Nous voyons ici la grandeur et la noblesse de Léah qui préfère vivre dans la pauvreté pourvu que ce soit avec un homme intègre, plutôt que dans le luxe avec un  homme méchant. D’autre part, nous voyons la grandeur et la noblesse de Ra’hel, qui comprit comme sa sœur était méritante, au point qu’elle était prête à lui céder sa place et son bonheur éternel.
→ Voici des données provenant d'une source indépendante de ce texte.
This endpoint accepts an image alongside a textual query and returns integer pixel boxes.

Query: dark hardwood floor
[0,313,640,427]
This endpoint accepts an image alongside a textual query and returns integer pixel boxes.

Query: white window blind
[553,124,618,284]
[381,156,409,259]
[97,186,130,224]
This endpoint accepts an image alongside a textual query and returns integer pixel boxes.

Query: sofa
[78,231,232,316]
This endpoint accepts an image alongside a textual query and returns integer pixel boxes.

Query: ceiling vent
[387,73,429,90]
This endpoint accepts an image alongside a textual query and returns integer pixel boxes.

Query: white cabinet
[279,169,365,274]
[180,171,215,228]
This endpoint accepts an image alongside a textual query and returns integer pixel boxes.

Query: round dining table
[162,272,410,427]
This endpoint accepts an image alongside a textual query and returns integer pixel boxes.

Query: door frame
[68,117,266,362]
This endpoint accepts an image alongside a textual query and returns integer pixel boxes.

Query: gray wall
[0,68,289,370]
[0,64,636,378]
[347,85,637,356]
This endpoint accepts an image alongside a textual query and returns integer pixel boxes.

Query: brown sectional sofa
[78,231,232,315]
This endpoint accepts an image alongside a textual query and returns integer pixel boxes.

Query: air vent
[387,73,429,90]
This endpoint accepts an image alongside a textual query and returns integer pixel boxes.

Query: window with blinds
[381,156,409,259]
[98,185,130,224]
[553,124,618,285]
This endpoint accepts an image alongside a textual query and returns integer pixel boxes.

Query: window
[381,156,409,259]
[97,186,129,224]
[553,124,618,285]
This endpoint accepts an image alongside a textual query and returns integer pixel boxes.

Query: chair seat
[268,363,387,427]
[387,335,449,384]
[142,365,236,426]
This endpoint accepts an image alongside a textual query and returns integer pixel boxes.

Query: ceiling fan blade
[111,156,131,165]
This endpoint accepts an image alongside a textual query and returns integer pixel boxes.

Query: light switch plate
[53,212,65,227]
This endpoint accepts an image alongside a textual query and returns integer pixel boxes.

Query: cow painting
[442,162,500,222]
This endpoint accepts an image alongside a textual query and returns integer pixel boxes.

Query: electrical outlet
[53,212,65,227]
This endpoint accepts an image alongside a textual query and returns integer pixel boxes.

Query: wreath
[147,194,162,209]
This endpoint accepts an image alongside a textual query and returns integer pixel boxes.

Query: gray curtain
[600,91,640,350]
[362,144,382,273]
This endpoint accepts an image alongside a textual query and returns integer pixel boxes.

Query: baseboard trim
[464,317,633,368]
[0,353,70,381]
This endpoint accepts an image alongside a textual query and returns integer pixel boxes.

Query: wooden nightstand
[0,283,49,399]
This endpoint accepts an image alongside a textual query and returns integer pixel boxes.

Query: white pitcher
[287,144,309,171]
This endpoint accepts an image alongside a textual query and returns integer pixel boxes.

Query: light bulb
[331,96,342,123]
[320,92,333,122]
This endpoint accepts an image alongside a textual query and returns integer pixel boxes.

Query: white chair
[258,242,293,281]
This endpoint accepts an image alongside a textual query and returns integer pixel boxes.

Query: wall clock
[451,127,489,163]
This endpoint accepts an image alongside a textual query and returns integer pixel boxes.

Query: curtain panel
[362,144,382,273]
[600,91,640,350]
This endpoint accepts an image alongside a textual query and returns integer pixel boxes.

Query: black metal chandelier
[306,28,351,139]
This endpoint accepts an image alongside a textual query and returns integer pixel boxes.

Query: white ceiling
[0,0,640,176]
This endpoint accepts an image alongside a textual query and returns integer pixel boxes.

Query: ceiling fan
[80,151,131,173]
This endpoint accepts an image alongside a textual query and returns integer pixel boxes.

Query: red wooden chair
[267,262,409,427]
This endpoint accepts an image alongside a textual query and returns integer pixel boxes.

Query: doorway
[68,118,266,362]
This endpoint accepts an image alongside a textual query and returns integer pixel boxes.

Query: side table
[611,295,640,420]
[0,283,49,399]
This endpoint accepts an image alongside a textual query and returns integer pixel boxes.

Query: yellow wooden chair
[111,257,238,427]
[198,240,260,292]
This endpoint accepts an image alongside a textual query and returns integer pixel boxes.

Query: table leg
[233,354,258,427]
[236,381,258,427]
Mais D. « qui sonde les cœurs et les reins, D. équitable » (Téhilim 7:10), avait pénétré les sentiments et les pensées de Ra’hel, Il avait vu sa bonté de cœur envers sa sœur Léah. Et D. augmenta l’amour et la bienveillance de Ya’akov pour Ra’hel, et il l’aima et la respecta plus qu’auparavant. Au lieu de l’accuser de l’avoir trompé, Ya’akov accusa Lavan et lui dit (Béréchith 29:25): « N’est-ce pas pour Ra’hel que j’ai servi chez toi? Pourquoi m’as-tu trompé? » Il était fâché contre Lavan de l’avoir obligé à épouser Léah, et d’avoir voulu obliger Léah à accepter Essav contre son gré – si Ra’hel dans sa bonté, ne l’avait pas sauvée d’un tel sort. C’est pourquoi Ya’akov aima Ra’hel encore plus, au point de servir Lavan sept ans de plus.